The member declined to elaborate on issues of compensation.

The company got a clean chit from an independent investigation done by Mumbai-headquartered law firm Cyril Amarchand Mangaldas. The same law firm has been hired to engage with shareholders, including the founders, on governance lapses. Infosys has maintained that it complied with fiduciary duties and adopted good governance norms.

“There is no need to bring in a legal firm to intermediate between the founders and the board. It is the board’s job to directly engage with the large investors, whenever there is a concern,” said Balakrishnan. “My advice as a shareholder will be that the chairman should step down and they should have an interim chairman who engages effectively with the founders and addresses all the concerns.” 

Murthy did not respond to repeated emails and calls for comment. Infosys did not comment on the charge by the former directors. An email sent to Seshasayee remained unanswered.

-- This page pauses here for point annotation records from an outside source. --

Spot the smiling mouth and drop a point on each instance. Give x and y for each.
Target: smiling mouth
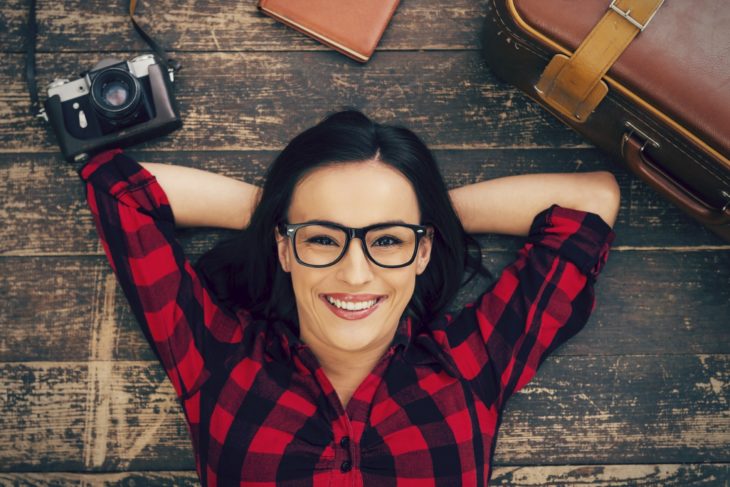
(352, 307)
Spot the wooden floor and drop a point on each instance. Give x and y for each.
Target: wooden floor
(640, 397)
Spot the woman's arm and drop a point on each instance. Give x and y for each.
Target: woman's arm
(205, 199)
(508, 205)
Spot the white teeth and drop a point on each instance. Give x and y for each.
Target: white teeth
(352, 306)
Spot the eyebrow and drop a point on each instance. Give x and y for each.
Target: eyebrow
(387, 222)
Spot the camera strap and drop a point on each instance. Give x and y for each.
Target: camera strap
(170, 64)
(35, 109)
(30, 61)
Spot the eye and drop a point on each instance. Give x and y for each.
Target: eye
(386, 241)
(323, 240)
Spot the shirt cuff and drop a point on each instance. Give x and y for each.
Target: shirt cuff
(124, 179)
(581, 237)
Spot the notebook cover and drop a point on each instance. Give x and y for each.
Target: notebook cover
(352, 27)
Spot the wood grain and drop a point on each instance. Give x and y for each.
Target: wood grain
(640, 397)
(209, 25)
(65, 299)
(626, 409)
(244, 100)
(668, 475)
(44, 213)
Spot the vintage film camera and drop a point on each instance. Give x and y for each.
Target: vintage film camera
(116, 103)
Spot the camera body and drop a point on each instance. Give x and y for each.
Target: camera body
(116, 103)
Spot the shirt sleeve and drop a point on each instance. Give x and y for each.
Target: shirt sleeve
(539, 301)
(178, 316)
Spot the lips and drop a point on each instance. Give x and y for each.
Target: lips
(352, 306)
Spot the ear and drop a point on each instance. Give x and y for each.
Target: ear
(282, 247)
(424, 252)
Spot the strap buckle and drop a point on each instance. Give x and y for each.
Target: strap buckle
(627, 15)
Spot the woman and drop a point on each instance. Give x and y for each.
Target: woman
(313, 349)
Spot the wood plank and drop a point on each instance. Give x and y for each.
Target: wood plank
(668, 475)
(244, 100)
(132, 479)
(111, 416)
(224, 26)
(647, 303)
(682, 475)
(43, 210)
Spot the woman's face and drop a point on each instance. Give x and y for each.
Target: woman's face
(353, 195)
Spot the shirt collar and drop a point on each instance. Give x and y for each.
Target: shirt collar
(417, 344)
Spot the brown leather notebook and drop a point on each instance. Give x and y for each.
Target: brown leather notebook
(353, 27)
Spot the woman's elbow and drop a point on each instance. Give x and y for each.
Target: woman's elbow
(605, 196)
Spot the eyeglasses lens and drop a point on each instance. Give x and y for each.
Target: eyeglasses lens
(321, 245)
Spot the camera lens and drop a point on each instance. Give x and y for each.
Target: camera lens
(115, 93)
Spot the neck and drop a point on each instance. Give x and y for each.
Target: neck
(346, 370)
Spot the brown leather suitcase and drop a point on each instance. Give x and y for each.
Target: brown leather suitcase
(646, 80)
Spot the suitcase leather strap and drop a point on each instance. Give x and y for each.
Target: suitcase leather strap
(573, 85)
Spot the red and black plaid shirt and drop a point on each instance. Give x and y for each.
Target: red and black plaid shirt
(260, 409)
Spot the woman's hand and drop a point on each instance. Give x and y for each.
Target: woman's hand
(508, 205)
(205, 199)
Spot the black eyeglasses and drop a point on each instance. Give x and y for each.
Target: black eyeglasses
(322, 244)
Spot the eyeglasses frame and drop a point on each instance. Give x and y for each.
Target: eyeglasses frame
(290, 230)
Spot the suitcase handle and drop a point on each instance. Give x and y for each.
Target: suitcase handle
(637, 160)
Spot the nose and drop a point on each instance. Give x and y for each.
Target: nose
(355, 268)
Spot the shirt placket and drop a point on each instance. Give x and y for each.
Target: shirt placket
(347, 426)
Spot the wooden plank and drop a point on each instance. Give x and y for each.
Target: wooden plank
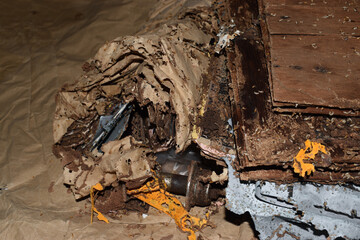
(315, 3)
(316, 70)
(312, 20)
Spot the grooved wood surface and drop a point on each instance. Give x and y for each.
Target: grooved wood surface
(315, 52)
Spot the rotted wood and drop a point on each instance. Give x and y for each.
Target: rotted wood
(268, 140)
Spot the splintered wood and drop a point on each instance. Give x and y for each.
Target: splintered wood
(314, 57)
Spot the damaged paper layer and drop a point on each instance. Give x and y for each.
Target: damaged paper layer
(160, 74)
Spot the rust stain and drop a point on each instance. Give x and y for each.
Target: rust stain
(299, 165)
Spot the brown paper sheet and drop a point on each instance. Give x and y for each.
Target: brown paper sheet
(43, 45)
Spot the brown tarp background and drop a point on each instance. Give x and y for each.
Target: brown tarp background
(42, 46)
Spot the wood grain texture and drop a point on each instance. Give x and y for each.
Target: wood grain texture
(314, 52)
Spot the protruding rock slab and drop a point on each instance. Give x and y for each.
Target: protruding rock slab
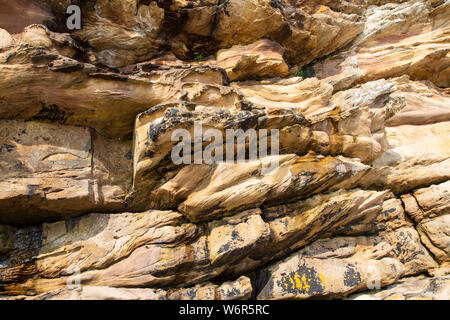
(414, 288)
(262, 59)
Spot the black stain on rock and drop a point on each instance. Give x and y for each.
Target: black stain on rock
(352, 277)
(52, 113)
(305, 281)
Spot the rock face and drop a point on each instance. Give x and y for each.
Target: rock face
(351, 98)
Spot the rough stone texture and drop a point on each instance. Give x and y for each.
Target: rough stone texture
(355, 205)
(417, 288)
(262, 59)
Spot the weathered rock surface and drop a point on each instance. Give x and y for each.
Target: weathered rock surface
(262, 59)
(352, 202)
(417, 288)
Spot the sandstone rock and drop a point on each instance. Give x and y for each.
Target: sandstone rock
(262, 59)
(15, 16)
(413, 288)
(300, 276)
(6, 40)
(417, 156)
(435, 235)
(352, 197)
(47, 167)
(63, 90)
(360, 115)
(408, 249)
(428, 202)
(420, 49)
(233, 187)
(232, 290)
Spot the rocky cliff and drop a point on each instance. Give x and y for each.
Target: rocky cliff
(92, 206)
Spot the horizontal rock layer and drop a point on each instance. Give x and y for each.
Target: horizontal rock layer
(351, 202)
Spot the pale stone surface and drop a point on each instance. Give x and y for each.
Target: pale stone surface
(93, 207)
(262, 59)
(414, 288)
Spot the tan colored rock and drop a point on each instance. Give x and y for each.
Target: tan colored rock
(233, 187)
(407, 38)
(261, 59)
(434, 234)
(47, 172)
(301, 276)
(417, 156)
(231, 290)
(425, 103)
(413, 288)
(360, 114)
(244, 237)
(63, 90)
(409, 250)
(6, 40)
(15, 16)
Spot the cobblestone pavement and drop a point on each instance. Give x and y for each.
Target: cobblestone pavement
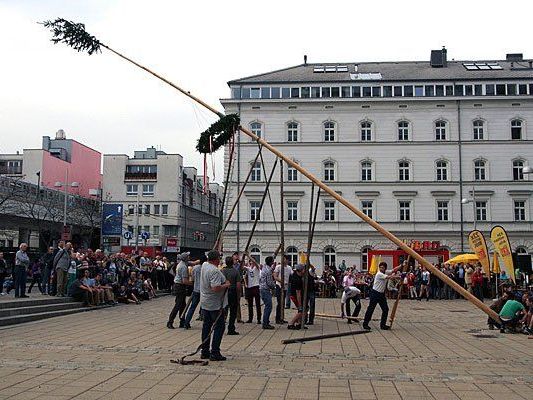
(433, 352)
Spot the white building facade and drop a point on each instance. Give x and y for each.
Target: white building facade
(404, 142)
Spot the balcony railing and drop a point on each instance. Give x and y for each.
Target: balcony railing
(147, 176)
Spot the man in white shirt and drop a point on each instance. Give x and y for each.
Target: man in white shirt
(377, 296)
(351, 293)
(277, 277)
(213, 299)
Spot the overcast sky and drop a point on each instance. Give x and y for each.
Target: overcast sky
(114, 107)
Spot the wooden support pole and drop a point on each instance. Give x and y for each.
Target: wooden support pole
(282, 241)
(320, 337)
(254, 226)
(230, 215)
(435, 271)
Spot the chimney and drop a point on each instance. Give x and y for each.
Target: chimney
(514, 57)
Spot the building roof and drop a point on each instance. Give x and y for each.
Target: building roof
(392, 71)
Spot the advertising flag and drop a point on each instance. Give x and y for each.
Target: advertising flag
(477, 243)
(499, 238)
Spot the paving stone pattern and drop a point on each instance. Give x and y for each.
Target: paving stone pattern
(433, 352)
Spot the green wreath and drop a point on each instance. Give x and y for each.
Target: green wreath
(221, 133)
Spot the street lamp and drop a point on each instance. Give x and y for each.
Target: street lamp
(473, 201)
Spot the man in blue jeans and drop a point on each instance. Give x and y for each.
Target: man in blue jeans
(213, 299)
(22, 262)
(266, 285)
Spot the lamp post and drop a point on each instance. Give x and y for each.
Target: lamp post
(473, 201)
(66, 185)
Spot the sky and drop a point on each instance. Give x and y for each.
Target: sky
(114, 107)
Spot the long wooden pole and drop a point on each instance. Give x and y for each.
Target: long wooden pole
(435, 271)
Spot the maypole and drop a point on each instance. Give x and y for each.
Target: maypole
(75, 35)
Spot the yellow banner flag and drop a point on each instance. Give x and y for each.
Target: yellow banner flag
(496, 264)
(499, 238)
(477, 243)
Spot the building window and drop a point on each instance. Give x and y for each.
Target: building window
(329, 211)
(516, 129)
(442, 170)
(255, 210)
(404, 171)
(255, 253)
(256, 172)
(292, 211)
(329, 131)
(481, 210)
(403, 131)
(132, 190)
(329, 256)
(292, 174)
(478, 127)
(367, 207)
(442, 210)
(257, 129)
(329, 171)
(366, 131)
(519, 210)
(292, 132)
(148, 189)
(440, 130)
(366, 171)
(518, 170)
(480, 170)
(405, 210)
(292, 255)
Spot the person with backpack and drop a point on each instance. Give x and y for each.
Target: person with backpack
(61, 265)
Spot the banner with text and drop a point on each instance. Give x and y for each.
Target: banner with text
(499, 238)
(478, 245)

“The report of the nomination and remuneration committee, in the company’s 2016 annual report, does not say anything about the severance package given to the former CFO. It is a very important matter, the company should write about it. When a CFO leaves, the audit committee has an obligation to meet him individually and ask if there is anything wrong,” said Pai.

The board, headed by Seshasayee, had “treated me and V Balakrishnan” shabbily, he added, when they wrote to the company for a share buyback.